El Propósito y la Acción

Por Patricio Amigo

La filosofía simple y práctica del Maquiavelo, “el fin justifica los medios”,  ha sido hipócritamente condenada con los más categóricos descalificativos. “Inmoral”  es el reproche más suave.

Para desprestigiar al maquiavelismo se crean comparaciones con odiosidad incorporada, como por ejemplo: “la grandeza de los crímenes borrará la vergüenza de haberlos cometidos.” Si no hubiera descalificación podría decirse lo mismo con otras palabras: “La acción practicada permite el fruto obtenido”. Sin embargo, nadie discute que las ganancias sin esfuerzo desmerecen su valor. Y si seguimos dándole vuelta llegamos a que, realmente, “el fin justifica los medios”.
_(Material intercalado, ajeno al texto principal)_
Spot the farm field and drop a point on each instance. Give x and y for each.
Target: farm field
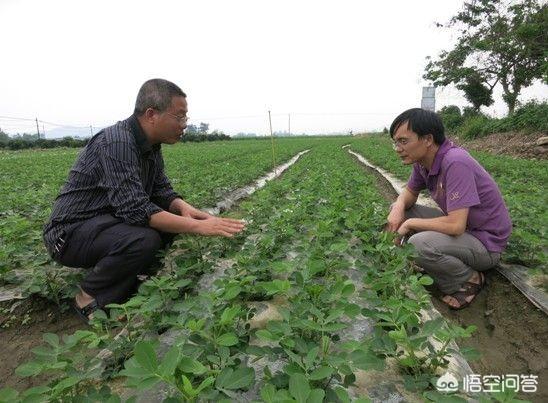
(30, 181)
(312, 303)
(521, 182)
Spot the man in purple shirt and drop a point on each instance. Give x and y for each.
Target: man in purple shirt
(467, 236)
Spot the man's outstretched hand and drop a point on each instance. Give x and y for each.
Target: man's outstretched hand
(220, 226)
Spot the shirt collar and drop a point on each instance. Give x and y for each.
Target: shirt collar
(436, 165)
(140, 137)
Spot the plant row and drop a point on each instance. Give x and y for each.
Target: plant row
(520, 181)
(314, 253)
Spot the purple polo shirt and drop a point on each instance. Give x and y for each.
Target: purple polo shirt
(455, 181)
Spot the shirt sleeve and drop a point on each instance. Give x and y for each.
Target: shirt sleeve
(460, 187)
(162, 191)
(416, 181)
(130, 202)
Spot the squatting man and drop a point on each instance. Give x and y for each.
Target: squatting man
(457, 244)
(117, 208)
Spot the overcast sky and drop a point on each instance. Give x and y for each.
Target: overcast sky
(334, 66)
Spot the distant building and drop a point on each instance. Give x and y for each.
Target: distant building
(428, 101)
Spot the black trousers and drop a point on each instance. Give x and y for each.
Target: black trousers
(114, 254)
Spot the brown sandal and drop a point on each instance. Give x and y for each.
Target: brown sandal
(468, 289)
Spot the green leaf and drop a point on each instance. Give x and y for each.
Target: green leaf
(187, 386)
(205, 384)
(266, 335)
(229, 314)
(232, 291)
(227, 339)
(268, 393)
(29, 369)
(320, 373)
(299, 387)
(316, 396)
(311, 357)
(52, 339)
(191, 366)
(145, 356)
(348, 290)
(342, 394)
(239, 379)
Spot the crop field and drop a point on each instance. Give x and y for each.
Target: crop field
(521, 182)
(313, 302)
(31, 180)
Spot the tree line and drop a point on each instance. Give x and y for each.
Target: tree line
(500, 43)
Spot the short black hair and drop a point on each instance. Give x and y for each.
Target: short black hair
(422, 122)
(156, 94)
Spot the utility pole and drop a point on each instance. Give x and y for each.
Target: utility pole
(289, 124)
(272, 141)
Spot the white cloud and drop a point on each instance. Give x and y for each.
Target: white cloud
(82, 63)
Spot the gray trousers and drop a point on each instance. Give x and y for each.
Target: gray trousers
(449, 260)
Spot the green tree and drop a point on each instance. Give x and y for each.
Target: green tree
(499, 43)
(451, 117)
(204, 128)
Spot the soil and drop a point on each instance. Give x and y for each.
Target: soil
(17, 338)
(514, 144)
(511, 335)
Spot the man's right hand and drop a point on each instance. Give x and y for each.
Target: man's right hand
(219, 226)
(396, 217)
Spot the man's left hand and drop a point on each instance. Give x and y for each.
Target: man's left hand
(184, 209)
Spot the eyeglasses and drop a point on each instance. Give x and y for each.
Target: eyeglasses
(401, 143)
(181, 119)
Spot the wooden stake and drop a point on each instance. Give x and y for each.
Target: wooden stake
(272, 141)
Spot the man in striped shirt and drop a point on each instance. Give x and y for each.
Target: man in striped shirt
(117, 207)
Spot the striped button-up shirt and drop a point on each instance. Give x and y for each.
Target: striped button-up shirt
(119, 173)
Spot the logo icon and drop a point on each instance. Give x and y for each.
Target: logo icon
(447, 383)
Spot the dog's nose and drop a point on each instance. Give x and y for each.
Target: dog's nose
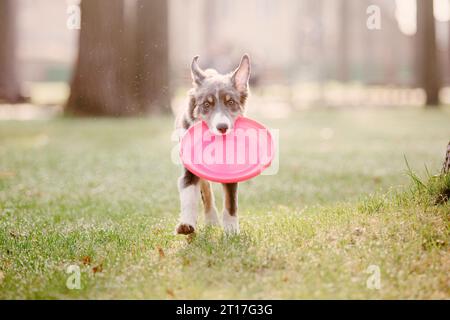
(222, 128)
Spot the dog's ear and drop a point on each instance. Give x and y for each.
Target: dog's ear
(198, 75)
(241, 75)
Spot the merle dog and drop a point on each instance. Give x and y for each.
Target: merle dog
(217, 99)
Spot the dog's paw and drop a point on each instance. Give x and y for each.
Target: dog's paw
(211, 218)
(231, 224)
(184, 228)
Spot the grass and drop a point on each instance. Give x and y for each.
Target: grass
(101, 194)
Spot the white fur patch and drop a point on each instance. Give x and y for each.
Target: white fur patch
(219, 118)
(189, 198)
(230, 223)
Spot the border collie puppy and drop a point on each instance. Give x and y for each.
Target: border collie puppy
(217, 99)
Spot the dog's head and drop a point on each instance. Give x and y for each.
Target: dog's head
(219, 99)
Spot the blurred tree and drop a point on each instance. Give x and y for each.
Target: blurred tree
(9, 83)
(122, 67)
(427, 58)
(98, 82)
(344, 45)
(151, 83)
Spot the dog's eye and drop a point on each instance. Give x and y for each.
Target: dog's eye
(206, 106)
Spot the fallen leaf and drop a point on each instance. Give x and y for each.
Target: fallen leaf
(6, 174)
(190, 238)
(86, 260)
(161, 252)
(13, 234)
(98, 268)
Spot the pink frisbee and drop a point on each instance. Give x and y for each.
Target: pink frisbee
(241, 154)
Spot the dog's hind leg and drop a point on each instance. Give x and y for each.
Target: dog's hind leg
(189, 188)
(208, 203)
(230, 218)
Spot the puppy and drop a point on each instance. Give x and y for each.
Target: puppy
(217, 99)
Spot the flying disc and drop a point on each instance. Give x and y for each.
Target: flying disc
(241, 154)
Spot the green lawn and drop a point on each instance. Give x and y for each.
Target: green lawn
(101, 194)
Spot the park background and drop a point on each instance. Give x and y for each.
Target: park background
(358, 89)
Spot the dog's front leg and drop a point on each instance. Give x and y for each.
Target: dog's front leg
(189, 196)
(230, 218)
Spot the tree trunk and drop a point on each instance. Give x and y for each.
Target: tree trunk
(97, 84)
(9, 83)
(123, 62)
(344, 45)
(427, 59)
(151, 85)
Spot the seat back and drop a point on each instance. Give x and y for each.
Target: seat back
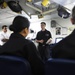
(12, 65)
(60, 67)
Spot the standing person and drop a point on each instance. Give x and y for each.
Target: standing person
(43, 38)
(17, 45)
(4, 35)
(66, 48)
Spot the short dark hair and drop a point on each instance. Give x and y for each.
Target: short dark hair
(43, 23)
(19, 23)
(4, 26)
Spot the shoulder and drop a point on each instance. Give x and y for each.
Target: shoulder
(47, 31)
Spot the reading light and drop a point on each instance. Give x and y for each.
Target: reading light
(45, 3)
(29, 0)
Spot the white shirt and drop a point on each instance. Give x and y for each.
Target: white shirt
(3, 36)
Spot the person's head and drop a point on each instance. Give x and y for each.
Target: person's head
(73, 15)
(20, 25)
(43, 25)
(4, 28)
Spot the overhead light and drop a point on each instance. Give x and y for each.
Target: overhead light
(45, 3)
(40, 16)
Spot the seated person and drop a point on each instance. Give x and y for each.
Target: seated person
(66, 47)
(17, 45)
(4, 35)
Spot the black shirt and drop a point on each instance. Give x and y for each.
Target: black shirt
(65, 48)
(43, 35)
(19, 46)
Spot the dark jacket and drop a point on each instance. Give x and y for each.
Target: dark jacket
(65, 48)
(19, 46)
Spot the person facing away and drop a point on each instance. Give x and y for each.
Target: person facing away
(4, 35)
(66, 47)
(17, 45)
(43, 38)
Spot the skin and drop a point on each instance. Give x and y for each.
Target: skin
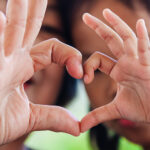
(117, 84)
(17, 53)
(44, 85)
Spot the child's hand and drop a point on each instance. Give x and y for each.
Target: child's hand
(130, 70)
(19, 61)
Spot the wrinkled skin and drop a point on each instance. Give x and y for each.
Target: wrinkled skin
(131, 70)
(19, 60)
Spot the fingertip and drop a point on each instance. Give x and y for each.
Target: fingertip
(87, 79)
(141, 29)
(84, 16)
(75, 68)
(106, 11)
(84, 125)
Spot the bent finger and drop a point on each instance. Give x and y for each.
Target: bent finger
(52, 118)
(99, 115)
(97, 61)
(112, 39)
(57, 52)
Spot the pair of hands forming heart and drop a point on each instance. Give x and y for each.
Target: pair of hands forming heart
(19, 59)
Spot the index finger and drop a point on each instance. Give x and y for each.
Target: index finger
(125, 32)
(16, 14)
(54, 51)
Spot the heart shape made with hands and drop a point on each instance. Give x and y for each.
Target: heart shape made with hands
(19, 59)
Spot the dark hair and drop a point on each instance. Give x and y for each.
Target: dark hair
(66, 9)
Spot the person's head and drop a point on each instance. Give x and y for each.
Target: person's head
(51, 85)
(103, 89)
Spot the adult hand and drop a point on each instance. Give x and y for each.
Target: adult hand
(130, 70)
(19, 59)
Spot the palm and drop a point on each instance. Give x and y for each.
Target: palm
(132, 89)
(19, 59)
(131, 70)
(15, 103)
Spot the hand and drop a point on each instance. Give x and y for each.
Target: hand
(18, 62)
(130, 70)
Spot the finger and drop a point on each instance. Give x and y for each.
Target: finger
(125, 32)
(112, 39)
(2, 28)
(143, 43)
(99, 115)
(97, 61)
(15, 27)
(36, 13)
(55, 51)
(53, 118)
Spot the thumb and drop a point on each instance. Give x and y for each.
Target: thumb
(53, 118)
(99, 115)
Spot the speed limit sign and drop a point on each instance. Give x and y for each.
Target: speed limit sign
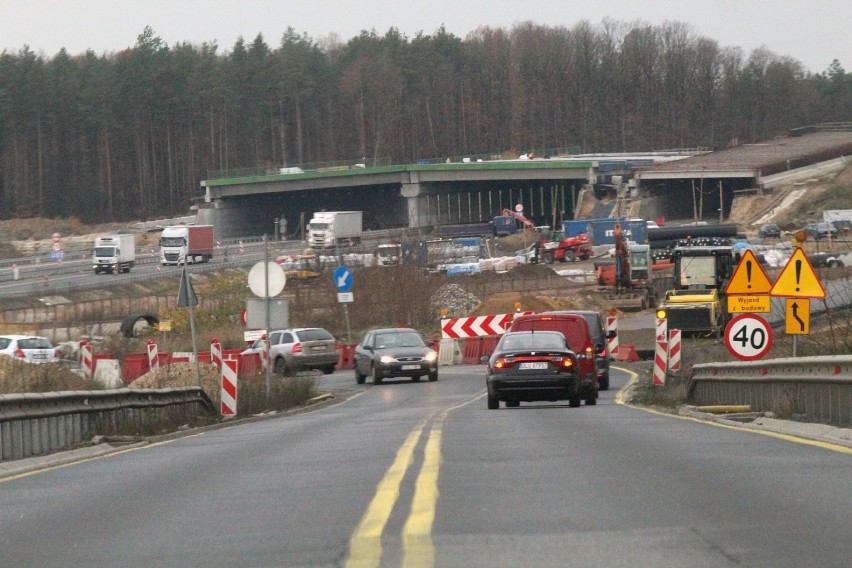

Los delitos de robo y asalto que tienen tan inquieta a la ciudadanía y tan preocupadas a las autoridades desembocan en este tema: El Propósito de identificar a los autores, lograr las evidencias de autoría, obtener la confesión y, en definitiva, terminar con ola de violencia delictiva son acciones que exigen “mano dura”. Algo así como la máxima de Goeth “prefiero la injusticia al desorden”. Un fin represivo que libere a la población de la maldad delictual.

Perversidad y egoísmo son caracteres más o menos comunes en la modernidad ciudadana. Ni mucho ni tan poco. La santidad es escasísima. Y el sentido práctico de “escoger el mal menor” no debiera considerarse, ni siquiera, pecado venial. Pero, la contumaz defensa de los DD.HH. la aprovechan los delincuentes para una suerte de impunidad. De manera que si se les identifica y se logran las evidencias, las condenas sean mínimas. Delinquir se convierte, entonces, un negocio rentable.